Major Vika let them go, although reluctantly, after giving them instructions on how to get to their accommodation.

The complex was in the same dome, near the perimeter, in close proximity of the curved surface of the transparent bubble.

From the gallery that ran outside the doors of the short-term stay apartments, you could see through the scratched cover of the dome to other parts of the settlement: concrete tunnels and a concrete bunker, a square and ugly thing without windows.

“Weapons research,” Gaby said in a low voice, when Jonathan stopped to look at it. “That’s what they do here. Most of the base is dedicated to it.”

“To fight imaginary alien invasions,” Jonathan said, in an equally low voice.

It was an opinion that non-military people, especially politicians, on Earth liked to put forward: that the Force pushed spending on defensive capability by hyping up the threat of alien invasion.
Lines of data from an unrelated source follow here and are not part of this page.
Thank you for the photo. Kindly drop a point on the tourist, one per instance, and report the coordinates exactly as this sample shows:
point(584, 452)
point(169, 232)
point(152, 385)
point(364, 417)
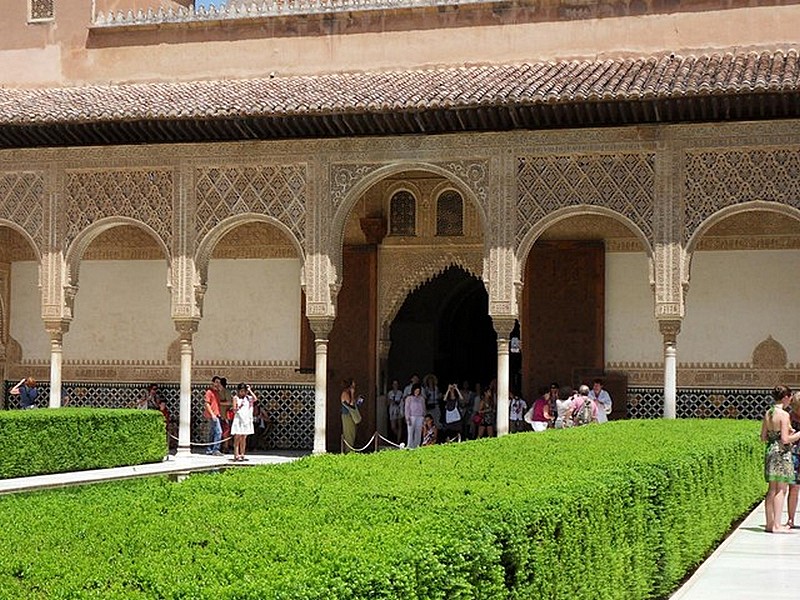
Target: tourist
point(225, 414)
point(433, 397)
point(603, 400)
point(475, 417)
point(351, 416)
point(517, 408)
point(583, 410)
point(539, 415)
point(563, 404)
point(27, 392)
point(778, 463)
point(794, 486)
point(415, 412)
point(429, 431)
point(394, 398)
point(488, 413)
point(452, 411)
point(212, 415)
point(242, 425)
point(150, 398)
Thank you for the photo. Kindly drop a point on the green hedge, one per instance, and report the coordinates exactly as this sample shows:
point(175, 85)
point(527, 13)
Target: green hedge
point(622, 510)
point(36, 442)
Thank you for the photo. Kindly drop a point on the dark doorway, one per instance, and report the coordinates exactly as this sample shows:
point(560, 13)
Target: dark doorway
point(563, 313)
point(444, 328)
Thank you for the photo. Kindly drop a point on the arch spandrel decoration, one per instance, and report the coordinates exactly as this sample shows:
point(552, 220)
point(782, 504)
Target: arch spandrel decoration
point(21, 201)
point(83, 239)
point(717, 179)
point(279, 191)
point(141, 195)
point(412, 268)
point(206, 245)
point(622, 182)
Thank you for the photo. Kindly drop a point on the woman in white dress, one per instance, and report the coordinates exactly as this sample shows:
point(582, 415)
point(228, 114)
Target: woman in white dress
point(242, 420)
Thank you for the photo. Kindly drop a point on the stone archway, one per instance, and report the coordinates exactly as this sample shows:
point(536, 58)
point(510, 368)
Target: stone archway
point(587, 303)
point(444, 328)
point(742, 282)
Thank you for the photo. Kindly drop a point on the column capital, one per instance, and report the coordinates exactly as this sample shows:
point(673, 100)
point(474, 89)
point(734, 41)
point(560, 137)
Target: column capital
point(56, 328)
point(321, 326)
point(669, 328)
point(503, 325)
point(186, 328)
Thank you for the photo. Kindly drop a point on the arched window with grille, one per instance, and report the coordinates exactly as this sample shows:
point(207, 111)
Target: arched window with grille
point(449, 213)
point(403, 214)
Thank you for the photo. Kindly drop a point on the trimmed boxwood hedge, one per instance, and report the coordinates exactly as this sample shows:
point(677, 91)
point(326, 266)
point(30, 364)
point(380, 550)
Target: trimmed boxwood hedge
point(622, 510)
point(58, 440)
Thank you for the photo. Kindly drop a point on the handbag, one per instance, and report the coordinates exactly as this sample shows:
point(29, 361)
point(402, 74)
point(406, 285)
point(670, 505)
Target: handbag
point(355, 414)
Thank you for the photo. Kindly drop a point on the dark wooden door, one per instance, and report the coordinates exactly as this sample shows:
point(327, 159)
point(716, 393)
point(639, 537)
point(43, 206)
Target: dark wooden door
point(562, 312)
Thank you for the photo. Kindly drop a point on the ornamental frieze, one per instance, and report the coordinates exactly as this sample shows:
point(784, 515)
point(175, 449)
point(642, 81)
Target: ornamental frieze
point(21, 201)
point(144, 195)
point(276, 190)
point(715, 179)
point(622, 182)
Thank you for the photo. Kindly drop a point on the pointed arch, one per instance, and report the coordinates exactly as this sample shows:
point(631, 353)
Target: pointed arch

There was an alien invasion, in the form of billions upon billions of microbes.

But he guessed they had to test weapons somewhere.

The room itself was nice, with modern furniture and soft lighting. A screen against the back wall gave the illusion of a window overlooking a landscape of jagged ice shards glittering in the airless environment outside.

"What a weird guy," Gaby said while sitting down on the bed and pulling off her shoes.

"You can say that again. Why do I get the feeling he doesn’t like to share things?”

“Or let us collect our own data.”

Jonathan sighed. “He may be right that it’s quicker and less risky for us to use his samples. I’ll have to look at the stuff he’s sent us. I’m sure there is a pressing reason why we needed to come here in a hurry, but he doesn’t seem to be terribly good at explaining.”

Gaby laughed. “You’re too kind. Some of these scientists are so wrapped up in their work that they get bogged in details and forget to explain the big picture.”

“Great. Another science-obsessed nerd.”

Gaby laughed and put her arms around Jonathan.

He hugged her and kissed the top of her head.

In the last few months they had to come so much closer together. They would work great as a team.

"Have you given any more thought to the question I asked?” she said.

"That would be about a wedding, right?"

"You would be right."

"I honestly can't think what we can do that will satisfy both our families. I'm not even sure I want to satisfy my family. I don't know that they deserve it."

"Oh yes they do. They’re your family."

"But I don't see, with our families being as separated as they are, how we can get them all into the same place and not put anyone out because it's too far or too expensive to travel.” In fact, he wasn't sure that he really wanted a wedding party. It sounded like a big bother to him.

He would much rather hold a small ceremony for some friends, but Gaby had pointed out that most of their friends were scattered around the place as well.

They had been talking about this for months, and recently the subject had resurfaced. Jonathan knew that something needed to be done about it. If they were legally partners, life would become easier, especially when navigating these old-fashioned backwaters.

"We could just elope," he said. To him that seemed most logical of solutions.

“We could, but I want to do something meaningful. You know, because people don't get married so often any more, and it's not really necessary for being each other's partner, although the military really likes it. We could just have a small ceremony, but in the old days they used to have these big parties and lots of people would come in that would be dancing and flowers and all that stuff."

"Now you're just being a romantic."

"I am a romantic," she said. “You don't even realise you’re one, too."

He knew she was right about that, and that was the reason that he hadn't pressed on with having just a small ceremony. He wanted to do something special as well, but he didn't care enough about his family to involve them, he knew that Gaby didn't really care enough about her family to involve them either, and they were out of ideas as to what to do instead.